The approximate area under the curve and above the x-axis on the interval [2, 5] using 6 rectangles with midpoints is 38.15 square units.
To approximate the area under the curve and above the x-axis on the interval [2, 5] using 6 rectangles, you can use either left rectangles, right rectangles, or midpoints. The appropriate choice depends on the shape of the curve and the desired accuracy of the approximation.
If the curve is increasing on the interval [2, 5], then using left rectangles will underestimate the true area. Using right rectangles will overestimate the true area. Using midpoints will give a more accurate approximation.

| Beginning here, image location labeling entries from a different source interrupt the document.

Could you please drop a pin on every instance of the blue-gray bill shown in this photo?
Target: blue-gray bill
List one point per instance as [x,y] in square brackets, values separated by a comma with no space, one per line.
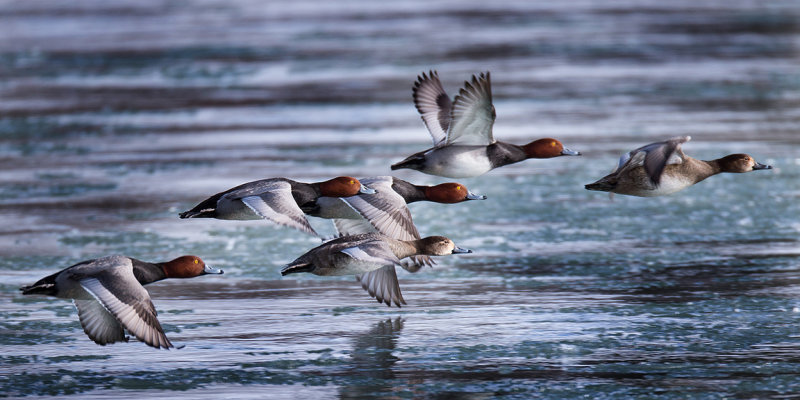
[473,196]
[211,270]
[367,190]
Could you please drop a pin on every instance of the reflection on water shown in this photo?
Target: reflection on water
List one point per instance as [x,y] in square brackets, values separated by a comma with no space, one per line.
[372,360]
[116,116]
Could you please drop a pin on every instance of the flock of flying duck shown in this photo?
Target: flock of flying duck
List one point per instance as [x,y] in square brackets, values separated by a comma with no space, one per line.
[375,230]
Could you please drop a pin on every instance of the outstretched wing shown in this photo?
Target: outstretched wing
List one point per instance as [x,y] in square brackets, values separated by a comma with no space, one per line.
[99,324]
[473,114]
[382,284]
[433,105]
[655,157]
[118,291]
[388,214]
[374,251]
[275,203]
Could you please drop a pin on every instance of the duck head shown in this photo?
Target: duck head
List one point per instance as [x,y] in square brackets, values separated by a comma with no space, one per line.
[450,192]
[547,148]
[188,267]
[439,246]
[343,186]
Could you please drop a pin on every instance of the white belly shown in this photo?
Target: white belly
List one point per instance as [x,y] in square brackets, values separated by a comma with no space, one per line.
[234,210]
[457,161]
[668,185]
[354,267]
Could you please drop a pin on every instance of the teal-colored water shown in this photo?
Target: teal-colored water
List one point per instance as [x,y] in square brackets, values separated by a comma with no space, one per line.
[114,117]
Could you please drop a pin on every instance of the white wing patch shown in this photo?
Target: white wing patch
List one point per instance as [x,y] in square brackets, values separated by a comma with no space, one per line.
[359,254]
[382,284]
[98,323]
[291,216]
[473,114]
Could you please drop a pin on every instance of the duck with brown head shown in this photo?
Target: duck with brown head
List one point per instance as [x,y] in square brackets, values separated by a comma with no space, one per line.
[360,254]
[279,200]
[387,211]
[110,298]
[464,144]
[662,168]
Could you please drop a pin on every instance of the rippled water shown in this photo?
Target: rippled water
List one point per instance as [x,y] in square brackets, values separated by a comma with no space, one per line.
[115,116]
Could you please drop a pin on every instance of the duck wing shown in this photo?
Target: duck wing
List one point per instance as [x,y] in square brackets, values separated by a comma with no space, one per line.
[99,324]
[382,284]
[374,251]
[273,201]
[655,157]
[388,213]
[116,289]
[473,114]
[434,106]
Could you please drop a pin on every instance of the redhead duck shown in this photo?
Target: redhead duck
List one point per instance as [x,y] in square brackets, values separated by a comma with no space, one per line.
[280,200]
[462,132]
[386,212]
[359,254]
[662,168]
[110,298]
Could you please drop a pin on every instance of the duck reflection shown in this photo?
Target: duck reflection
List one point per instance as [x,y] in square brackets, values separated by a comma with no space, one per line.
[372,361]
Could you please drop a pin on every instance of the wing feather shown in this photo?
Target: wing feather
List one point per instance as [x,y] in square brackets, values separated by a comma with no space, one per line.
[473,114]
[434,105]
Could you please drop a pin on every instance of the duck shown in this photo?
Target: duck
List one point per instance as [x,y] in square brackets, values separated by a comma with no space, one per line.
[280,200]
[661,168]
[109,295]
[387,212]
[463,143]
[366,252]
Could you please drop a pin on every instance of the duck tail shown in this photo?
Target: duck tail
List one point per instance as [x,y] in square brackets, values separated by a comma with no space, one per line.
[296,268]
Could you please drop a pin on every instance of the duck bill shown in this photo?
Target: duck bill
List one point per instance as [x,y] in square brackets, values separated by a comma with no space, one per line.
[211,270]
[459,250]
[473,196]
[761,166]
[367,190]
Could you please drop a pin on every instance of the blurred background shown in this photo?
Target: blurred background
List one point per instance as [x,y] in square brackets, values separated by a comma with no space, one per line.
[115,116]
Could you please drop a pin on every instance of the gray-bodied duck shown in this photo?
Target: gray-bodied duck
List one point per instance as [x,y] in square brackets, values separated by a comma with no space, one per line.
[279,200]
[387,212]
[662,168]
[463,143]
[359,254]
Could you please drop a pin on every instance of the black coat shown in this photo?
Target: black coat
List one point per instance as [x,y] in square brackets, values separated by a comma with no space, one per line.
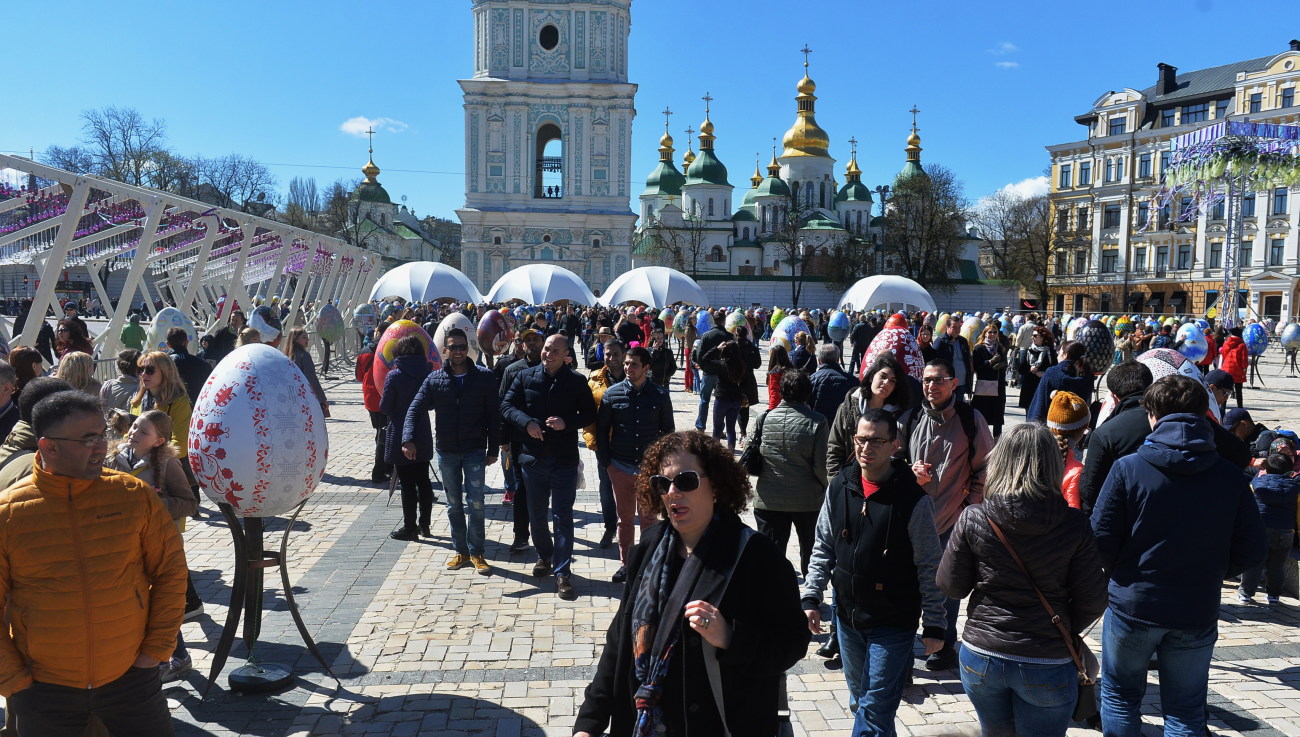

If the curve is decreasing on the interval [2, 5], then using left rectangles will overestimate the true area. Using right rectangles will underestimate the true area. Using midpoints will give a more accurate approximation.
In this case, the curve is increasing on the interval [2, 5].
Therefore, using midpoints will give a more accurate approximation of the area under the curve and above the x-axis.
The width of each rectangle is (5 - 2) / 6 = 0.5.
The midpoints of the rectangles are 2.25, 2.75, 3.25, 3.75, 4.25, and 4.75.
The areas of the rectangles are (2.25)^2 * 0.5 = 2.53125, (2.75)^2 * 0.5 = 3.828125, (3.25)^2 * 0.5 = 5.234375, (3.75)^2 * 0.5 = 6.7421875, (4.25)^2 * 0.5 = 8.453125, and (4.75)^2 * 0.5 = 11.3671875. The total area under the curve and above the x-axis is approximately 2.53125 + 3.828125 + 5.234375 + 6.7421875 + 8.453125 + 11.3671875 = 38.15625.
Therefore, the approximate area under the curve and above the x-axis on the interval [2, 5] using 6 rectangles with midpoints is 38.15 square units.